The announcement that six companies are bringing 1,100 new jobs to Wales is of course good news for the economy, the businesses concerned, and most importantly, for the people who will take up the posts.
The biggest number of jobs is at the financial services firm Deloitte, which already has an office in Callaghan Square in Cardiff's enterprise zone, and which is now taking on another 700 people, widening the type of business it carries out in Wales.
The Welsh government will be pleased to attract this as it fits in with its strategy of trying to tempt financial jobs away from the City of London to Cardiff, where wages and office rents are substantially lower.
Similarly 300 jobs will be welcomed in Cwmbran, where Griffin Place Communications is opening a new site.
But these investments should not be judged purely in terms of size.
Thirty jobs over three years at SPTS in Newport may not sound impressive but it is the types of jobs, and the value of what the company does, that makes the company's expansion significant for the Welsh economy.
SPTS has been at the Coldra on the eastern edge of Newport for around 20 years and it has always been ahead of the game.
It was one of the first to develop the technology that enabled air bags to be developed.
Since then it has made it possible for mobile phones to become ever smaller and have more and more clever functions.

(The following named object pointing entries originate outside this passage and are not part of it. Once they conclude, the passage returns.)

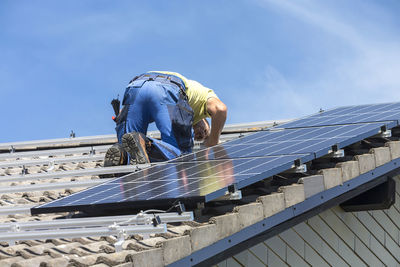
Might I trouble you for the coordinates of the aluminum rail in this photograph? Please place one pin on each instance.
(51, 186)
(50, 161)
(140, 219)
(111, 138)
(55, 152)
(11, 237)
(74, 173)
(12, 209)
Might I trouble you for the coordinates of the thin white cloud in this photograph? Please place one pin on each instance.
(367, 74)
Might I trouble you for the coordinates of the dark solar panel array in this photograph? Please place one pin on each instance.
(206, 175)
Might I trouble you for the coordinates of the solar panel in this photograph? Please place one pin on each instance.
(350, 115)
(199, 180)
(318, 140)
(207, 174)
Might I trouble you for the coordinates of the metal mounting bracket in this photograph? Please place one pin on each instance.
(297, 167)
(92, 151)
(232, 194)
(335, 152)
(385, 133)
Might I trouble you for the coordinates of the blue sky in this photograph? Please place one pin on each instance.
(61, 62)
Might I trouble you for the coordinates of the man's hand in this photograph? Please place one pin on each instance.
(201, 130)
(218, 112)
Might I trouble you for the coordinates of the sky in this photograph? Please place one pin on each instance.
(62, 62)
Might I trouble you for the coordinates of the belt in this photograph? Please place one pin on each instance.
(163, 78)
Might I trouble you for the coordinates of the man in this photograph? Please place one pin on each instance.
(176, 105)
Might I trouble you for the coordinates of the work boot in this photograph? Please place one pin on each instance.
(115, 156)
(135, 144)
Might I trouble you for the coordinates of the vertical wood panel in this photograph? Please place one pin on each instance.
(333, 237)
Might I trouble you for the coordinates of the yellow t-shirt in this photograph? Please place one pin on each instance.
(197, 96)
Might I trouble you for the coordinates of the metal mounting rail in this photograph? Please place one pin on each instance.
(111, 138)
(142, 223)
(54, 152)
(86, 140)
(15, 209)
(50, 186)
(74, 173)
(50, 161)
(140, 219)
(116, 230)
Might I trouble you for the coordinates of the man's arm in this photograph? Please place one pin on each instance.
(218, 112)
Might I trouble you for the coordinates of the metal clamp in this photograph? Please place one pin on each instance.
(385, 133)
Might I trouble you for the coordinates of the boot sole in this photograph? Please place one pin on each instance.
(112, 157)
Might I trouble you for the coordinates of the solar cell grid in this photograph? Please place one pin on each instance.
(318, 140)
(349, 115)
(205, 175)
(172, 181)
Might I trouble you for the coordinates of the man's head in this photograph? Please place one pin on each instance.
(201, 130)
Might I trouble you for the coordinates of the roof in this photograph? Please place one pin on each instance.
(65, 166)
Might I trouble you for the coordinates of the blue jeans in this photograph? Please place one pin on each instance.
(160, 102)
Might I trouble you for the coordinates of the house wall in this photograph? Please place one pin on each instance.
(332, 238)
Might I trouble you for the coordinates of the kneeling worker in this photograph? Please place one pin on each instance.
(175, 104)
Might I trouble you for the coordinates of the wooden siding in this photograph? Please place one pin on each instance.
(332, 238)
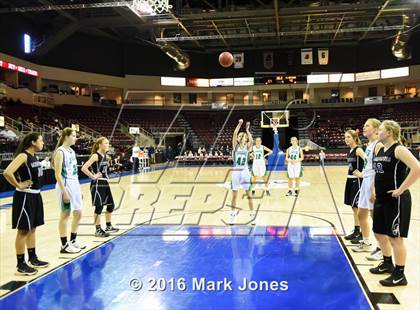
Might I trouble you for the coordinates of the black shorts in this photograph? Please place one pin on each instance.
(101, 196)
(391, 216)
(27, 211)
(352, 192)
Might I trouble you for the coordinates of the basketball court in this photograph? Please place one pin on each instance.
(179, 89)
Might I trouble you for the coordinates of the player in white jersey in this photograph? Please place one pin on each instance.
(68, 190)
(241, 177)
(258, 163)
(294, 158)
(365, 206)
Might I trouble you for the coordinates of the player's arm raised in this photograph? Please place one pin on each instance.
(372, 199)
(58, 166)
(403, 154)
(248, 132)
(235, 134)
(269, 151)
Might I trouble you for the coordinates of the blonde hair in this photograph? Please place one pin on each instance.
(65, 133)
(97, 143)
(355, 136)
(393, 128)
(374, 122)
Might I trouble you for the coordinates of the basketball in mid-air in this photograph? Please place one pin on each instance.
(226, 59)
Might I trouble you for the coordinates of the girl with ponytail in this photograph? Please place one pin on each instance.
(351, 195)
(392, 201)
(99, 187)
(24, 173)
(365, 206)
(68, 190)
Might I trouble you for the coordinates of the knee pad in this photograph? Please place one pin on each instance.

The company developed the latest generation of Micro-Electro-Mechanical Systems (MEMS) making it possible for the screens of phones and tablets to be turned and the image to correct itself.
It has also pioneered a way of positioning microchips so devices can get ever smaller.
Company president Kevin Crofton said it was already developing technology five years ahead to make portable devices "smaller, faster and cheaper"
I've been talking to him about the impact the firm makes on the local economy. He told me:
- It spends £13m a year on materials
- Each £1m it spends supports 10 jobs in the local economy
- 75% of what it spend annually goes to firms in an 80-mile radius of SPTS
- Three out of 10 of its top suppliers are Welsh firms
- Its engineers earn £29,000 to £65,000 a year.
"Thirty jobs is interesting but the momentum of the business and what it means to the local economy is quite significant," said Mr Crofton.
"We have a big stick as a relatively small company."
SPTS has been given a £4.6m grant from the Welsh government, which accounts for 10% of its budget for research and development.
It will be used to develop a new range of products in the biomedical field.
The firm is already working on a process where someone can prick their finger with a device which would then send information about an individual blood cell by mobile phone to a hospital for analysis - without a visit to a nurse or a doctor.
The £1m investment at Raytheon at Broughton on Deeside is another example of a small number of jobs with important economic impact.
It will create 50 posts at a centre for excellence for design and programme management for customers in the UK and abroad.